Head and heart

Sir,

We’ll all miss Patrick Head, one of Grand Prix history’s greatest characters in every respect. I sense that his heart isn’t really in what he says about today’s technical challenges — a case of trying too hard to convince himself, let alone the rest of us. Those challenges haven’t proved sufficient to keep him in the paddock, after all.

Of course F1 is more advanced than it was 20 years ago; no-one could doubt that when every bit of a contemporary F1 car looks as intricate as a Swiss watch. But the challenge today is essentially to reach a bar that has been set very high by someone else, rather than to start from scratch and see how far you can jump on a `sky’s the limit’ basis. Colin Chapman, I’m sure, would have walked away in sheer boredom years ago. Gordon Murray indeed has, and John Barnard gets more satisfaction today in designing chairs, for heaven’s sake. Adrian Newey remains, but for him the stimulus has been in leaving a top team for an erstwhile middling one and then clawing his way back to the top.
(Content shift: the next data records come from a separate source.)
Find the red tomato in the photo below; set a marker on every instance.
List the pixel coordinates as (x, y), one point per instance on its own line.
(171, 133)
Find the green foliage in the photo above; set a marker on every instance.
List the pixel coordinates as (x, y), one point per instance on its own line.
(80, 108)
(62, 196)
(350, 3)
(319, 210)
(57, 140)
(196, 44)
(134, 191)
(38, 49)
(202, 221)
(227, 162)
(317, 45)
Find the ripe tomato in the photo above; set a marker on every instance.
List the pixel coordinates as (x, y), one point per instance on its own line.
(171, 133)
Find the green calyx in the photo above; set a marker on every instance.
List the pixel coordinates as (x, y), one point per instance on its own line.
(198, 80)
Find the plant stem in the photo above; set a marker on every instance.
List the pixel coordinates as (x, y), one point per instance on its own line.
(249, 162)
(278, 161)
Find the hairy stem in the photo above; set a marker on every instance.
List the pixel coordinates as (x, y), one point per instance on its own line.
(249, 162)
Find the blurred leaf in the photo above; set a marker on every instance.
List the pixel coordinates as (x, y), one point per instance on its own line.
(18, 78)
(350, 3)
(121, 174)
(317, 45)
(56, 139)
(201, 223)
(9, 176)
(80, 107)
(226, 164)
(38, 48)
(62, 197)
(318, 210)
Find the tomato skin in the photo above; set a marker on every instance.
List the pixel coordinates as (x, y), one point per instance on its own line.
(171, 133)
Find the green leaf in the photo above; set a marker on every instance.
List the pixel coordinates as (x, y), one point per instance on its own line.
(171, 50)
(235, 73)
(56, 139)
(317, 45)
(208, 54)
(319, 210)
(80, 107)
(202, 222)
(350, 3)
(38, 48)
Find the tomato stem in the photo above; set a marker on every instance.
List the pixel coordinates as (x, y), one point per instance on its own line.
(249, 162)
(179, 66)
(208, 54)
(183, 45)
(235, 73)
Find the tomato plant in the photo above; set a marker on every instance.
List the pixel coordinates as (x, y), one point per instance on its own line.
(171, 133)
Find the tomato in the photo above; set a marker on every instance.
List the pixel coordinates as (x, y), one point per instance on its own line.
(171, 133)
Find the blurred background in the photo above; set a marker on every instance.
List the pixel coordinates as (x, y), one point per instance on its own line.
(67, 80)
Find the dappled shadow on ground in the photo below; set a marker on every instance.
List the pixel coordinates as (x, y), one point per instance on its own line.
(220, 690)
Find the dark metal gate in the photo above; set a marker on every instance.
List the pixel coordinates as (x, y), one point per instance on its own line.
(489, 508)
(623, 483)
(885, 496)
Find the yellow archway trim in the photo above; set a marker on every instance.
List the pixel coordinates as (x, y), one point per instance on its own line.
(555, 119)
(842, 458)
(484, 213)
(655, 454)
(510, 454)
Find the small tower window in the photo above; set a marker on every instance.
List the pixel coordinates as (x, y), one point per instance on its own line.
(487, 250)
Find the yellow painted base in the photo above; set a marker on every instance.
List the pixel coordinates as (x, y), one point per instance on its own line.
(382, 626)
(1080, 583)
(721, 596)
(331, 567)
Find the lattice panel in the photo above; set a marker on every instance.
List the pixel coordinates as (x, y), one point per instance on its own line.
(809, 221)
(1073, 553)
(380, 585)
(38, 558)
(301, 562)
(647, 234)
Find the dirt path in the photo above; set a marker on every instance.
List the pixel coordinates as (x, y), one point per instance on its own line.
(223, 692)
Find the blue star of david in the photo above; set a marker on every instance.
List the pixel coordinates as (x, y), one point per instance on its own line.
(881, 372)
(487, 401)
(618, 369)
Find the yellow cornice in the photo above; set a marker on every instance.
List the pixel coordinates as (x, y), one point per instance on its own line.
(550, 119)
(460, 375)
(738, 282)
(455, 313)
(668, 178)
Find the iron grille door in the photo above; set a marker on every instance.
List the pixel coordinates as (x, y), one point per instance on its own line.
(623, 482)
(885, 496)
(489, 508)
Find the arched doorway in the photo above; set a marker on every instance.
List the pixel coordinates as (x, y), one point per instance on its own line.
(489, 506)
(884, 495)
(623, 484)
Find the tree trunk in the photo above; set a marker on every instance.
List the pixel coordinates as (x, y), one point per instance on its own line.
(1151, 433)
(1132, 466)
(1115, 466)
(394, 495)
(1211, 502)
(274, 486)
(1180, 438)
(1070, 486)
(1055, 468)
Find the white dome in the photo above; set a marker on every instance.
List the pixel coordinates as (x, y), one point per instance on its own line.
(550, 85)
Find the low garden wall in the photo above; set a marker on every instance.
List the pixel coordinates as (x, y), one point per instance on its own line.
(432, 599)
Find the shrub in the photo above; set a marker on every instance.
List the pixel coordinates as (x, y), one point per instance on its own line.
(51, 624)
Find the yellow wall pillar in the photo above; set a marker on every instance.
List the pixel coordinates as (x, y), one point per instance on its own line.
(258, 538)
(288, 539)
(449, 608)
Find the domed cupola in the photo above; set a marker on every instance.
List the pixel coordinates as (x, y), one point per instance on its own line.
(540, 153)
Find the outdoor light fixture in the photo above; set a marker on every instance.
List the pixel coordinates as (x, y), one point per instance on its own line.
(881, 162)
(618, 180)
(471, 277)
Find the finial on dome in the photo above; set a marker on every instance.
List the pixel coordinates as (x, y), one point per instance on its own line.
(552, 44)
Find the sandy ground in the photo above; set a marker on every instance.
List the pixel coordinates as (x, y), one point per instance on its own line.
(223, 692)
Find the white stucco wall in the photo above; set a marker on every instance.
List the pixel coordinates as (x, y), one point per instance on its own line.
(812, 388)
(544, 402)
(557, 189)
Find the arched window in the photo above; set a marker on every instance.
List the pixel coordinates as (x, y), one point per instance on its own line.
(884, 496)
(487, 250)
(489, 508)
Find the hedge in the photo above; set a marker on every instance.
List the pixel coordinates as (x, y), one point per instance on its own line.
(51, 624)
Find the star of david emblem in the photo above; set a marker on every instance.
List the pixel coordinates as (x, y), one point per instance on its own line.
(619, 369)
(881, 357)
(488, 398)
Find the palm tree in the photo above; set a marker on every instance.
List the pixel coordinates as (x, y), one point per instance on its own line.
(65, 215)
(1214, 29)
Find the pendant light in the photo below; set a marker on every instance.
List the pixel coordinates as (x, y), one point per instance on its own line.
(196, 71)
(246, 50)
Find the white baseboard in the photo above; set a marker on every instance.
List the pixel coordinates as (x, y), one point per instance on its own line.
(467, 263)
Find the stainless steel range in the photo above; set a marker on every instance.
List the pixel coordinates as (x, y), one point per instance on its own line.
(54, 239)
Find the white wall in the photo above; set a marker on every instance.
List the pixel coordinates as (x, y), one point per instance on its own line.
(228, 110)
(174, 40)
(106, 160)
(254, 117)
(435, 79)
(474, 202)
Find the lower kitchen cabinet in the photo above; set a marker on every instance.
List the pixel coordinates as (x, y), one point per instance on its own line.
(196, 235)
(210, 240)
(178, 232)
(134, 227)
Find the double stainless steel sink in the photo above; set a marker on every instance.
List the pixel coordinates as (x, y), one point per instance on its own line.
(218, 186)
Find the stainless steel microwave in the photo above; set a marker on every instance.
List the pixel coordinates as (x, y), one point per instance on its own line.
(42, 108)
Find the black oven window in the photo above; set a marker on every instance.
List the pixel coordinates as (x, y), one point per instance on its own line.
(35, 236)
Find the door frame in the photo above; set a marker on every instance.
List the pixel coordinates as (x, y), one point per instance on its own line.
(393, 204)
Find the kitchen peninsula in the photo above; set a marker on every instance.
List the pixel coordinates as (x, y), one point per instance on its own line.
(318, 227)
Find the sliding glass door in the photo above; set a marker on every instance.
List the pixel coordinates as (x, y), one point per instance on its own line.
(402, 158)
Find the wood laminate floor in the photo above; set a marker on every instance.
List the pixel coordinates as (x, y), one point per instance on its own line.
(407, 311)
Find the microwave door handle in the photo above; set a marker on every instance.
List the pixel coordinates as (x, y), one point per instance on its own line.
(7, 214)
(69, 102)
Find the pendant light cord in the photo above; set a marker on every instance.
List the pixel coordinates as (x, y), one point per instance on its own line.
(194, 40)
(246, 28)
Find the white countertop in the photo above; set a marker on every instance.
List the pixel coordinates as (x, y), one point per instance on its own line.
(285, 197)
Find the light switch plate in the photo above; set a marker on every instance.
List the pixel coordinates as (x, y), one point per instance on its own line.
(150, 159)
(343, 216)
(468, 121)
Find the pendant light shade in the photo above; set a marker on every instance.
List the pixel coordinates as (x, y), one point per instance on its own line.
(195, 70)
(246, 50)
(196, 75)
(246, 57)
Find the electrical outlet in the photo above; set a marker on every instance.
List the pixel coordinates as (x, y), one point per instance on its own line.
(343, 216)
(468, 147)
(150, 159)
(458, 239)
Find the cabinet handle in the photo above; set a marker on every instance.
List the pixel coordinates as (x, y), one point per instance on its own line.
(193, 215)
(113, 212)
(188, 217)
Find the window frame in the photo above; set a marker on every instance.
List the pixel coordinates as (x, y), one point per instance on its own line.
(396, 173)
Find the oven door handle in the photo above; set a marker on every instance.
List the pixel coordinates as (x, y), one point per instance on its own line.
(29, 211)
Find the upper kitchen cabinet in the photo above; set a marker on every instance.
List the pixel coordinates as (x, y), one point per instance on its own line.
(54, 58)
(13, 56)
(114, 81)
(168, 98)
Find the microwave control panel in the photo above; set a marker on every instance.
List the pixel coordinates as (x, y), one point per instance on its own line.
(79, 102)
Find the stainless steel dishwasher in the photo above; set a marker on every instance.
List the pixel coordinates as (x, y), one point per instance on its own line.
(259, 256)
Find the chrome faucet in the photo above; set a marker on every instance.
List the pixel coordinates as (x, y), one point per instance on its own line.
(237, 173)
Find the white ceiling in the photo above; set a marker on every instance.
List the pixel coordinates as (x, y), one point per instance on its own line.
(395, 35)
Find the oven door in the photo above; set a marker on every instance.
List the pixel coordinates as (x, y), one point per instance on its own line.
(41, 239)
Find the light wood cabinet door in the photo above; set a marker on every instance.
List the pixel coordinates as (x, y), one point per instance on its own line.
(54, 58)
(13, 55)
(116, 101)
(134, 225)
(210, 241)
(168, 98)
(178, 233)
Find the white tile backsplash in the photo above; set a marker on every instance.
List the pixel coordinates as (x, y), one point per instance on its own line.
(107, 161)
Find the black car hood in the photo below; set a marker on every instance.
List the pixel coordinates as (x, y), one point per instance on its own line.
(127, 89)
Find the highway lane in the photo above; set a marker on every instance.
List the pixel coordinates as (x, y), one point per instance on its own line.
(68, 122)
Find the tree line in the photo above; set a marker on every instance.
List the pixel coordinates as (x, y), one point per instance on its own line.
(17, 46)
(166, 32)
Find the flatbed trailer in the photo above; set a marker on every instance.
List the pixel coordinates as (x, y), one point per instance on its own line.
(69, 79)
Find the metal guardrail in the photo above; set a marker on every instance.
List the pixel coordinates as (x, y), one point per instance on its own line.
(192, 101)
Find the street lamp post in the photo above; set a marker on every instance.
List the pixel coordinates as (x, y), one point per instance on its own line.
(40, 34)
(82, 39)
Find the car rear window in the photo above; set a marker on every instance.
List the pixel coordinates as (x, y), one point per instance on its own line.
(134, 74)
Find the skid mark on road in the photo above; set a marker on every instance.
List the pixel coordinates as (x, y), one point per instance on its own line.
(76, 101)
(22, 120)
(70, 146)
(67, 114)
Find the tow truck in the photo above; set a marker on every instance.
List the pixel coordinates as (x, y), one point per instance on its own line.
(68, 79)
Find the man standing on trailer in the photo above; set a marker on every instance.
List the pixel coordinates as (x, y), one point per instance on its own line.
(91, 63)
There is a lot of emerging chatter about the ugliness of the sunken nosecone/protruding bulkhead layout of the new cars, but my goodness, it’s desperate stuff really. We’re talking millimetres — the nose as a whole remains fundamentally raised, on which tightly prescribed basis almost all F1 designs have been not only ugly but damned near indistinguishable for the best part of 15 years. Indeed, when the first picture of the Caterham leaked, in profile, I thought ‘take off the paint and I wouldn’t know whether it’s a 2012 Caterham or a 2006 Toyota’.